The increase in GDP will be driven by the continued good performance of the non-oil sector, which is projected to expand by 7.4% this year, while the oil and gas industry is expected to achieve 6.8% growth, up from a contraction of 1.8% in 2013, according to the IMF.
Moving forward, one factor that could affect growth rates, at least on paper, is the rebasing of GDP figures, set to come into effect this year. Nigeria has not carried out this exercise since 1990, and many observers believe it will result in a 40% jump in nominal GDP, with a concurrent drop in aggregate growth rates due to a higher base effect.
Improved fiscal balance
The Fund said the economy should be underpinned by continued fiscal prudence, warning against any loosening in the run-up to presidential and parliamentary elections early next year.
The IMF expects the budget deficit to fall to 2.9% of GDP from 4.7% in 2013, due in part to fiscal tightening, allowing the Excess Crude Account (ECA), which is used to cover shortfalls, to double from $3bn to $6.3bn. The ECA is an important buffer for Nigeria, and declined by $8bn last year.
Funds from the ECA will eventually be transferred to a sovereign wealth fund, the Nigeria Sovereign Investment Authority (NSIA), which was set up in 2012 with an initial seed capital of $1bn. The NSIA aims to allocate some of the country’s oil revenues to longer-term financial investments, including through managed fixed-income funds with international banks.
Nigeria’s strong growth and decent macroeconomic fundamentals cannot entirely disguise its economic weaknesses. As the IMF has noted, serious structural reform is needed, including changes to the labour market and an overhaul of public services, particularly health care and education.
The Doing Business 2014 report from the World Bank ranked Nigeria 147 out of 189 countries, indicative of the difficult business climate. It performed particularly poorly on ease of registering property (185), paying taxes (170) and, damningly for a country with major export potential and a large market that appeals to foreign producers in a globalised economy, trading across borders (158).
The report also highlights the difficulty of getting electricity – Nigeria ranks 185 – a long-standing problem of under-capacity, with a large gap between supply and rapidly rising demand. Last year’s long-awaited privatisation of power generation and distribution assets and pledges by the government to boost electricity output through using coal should help increase supply and attract investment, but those will play out over the medium to long term.
Other challenges include Nigeria's occasional susceptibility to internal disputes, as highlighted by President Goodluck Jonathan’s recent suspension of central bank governor Lamido Sanusi over allegations of "misconduct" and "irregularities" at the bank, following statements by the governor questioning the propriety of hydrocarbon revenue management. The ousting of Sanusi, and the perception that Nigeria still has a problem with high-level corruption, led to a short-term drop in market confidence in the country – more than 20% of foreign bond holdings were sold off over the next ten days, while the naira hit an all-time low.
While Sanusi’s dismissal is not expected to have a longer-term impact on foreign investment, capital inflows into the country’s flagship hydrocarbon sector are likely to remain constrained in the immediate future, given the continued regulatory uncertainty.
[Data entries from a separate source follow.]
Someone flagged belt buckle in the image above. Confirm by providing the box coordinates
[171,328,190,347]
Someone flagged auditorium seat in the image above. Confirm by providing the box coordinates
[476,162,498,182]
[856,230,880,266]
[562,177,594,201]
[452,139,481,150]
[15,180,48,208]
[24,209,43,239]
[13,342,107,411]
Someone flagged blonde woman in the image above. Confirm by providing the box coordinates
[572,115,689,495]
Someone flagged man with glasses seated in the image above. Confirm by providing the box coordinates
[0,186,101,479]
The hotly debated Petroleum Industry Bill – still awaiting final parliamentary approval after years of planning and debate – is intended to bring clarity, but a timeline for its passage is still not confirmed.
Ultimately, Nigeria’s economy is better isolated than many from global squalls, although it has seen ripple effects from increased shale production in the US and portfolio re-balancing by investors following the US Federal Reserve’s tapering of its quantitative easing (QE) programme. The drawdown by the Fed of the QE programme may likely further cool investor appetite for frontier market assets including Nigerian stocks and bonds in the months to come, although appetite from domestic investors for such products has remained high and should help sustain a strong performance in the country’s capital markets.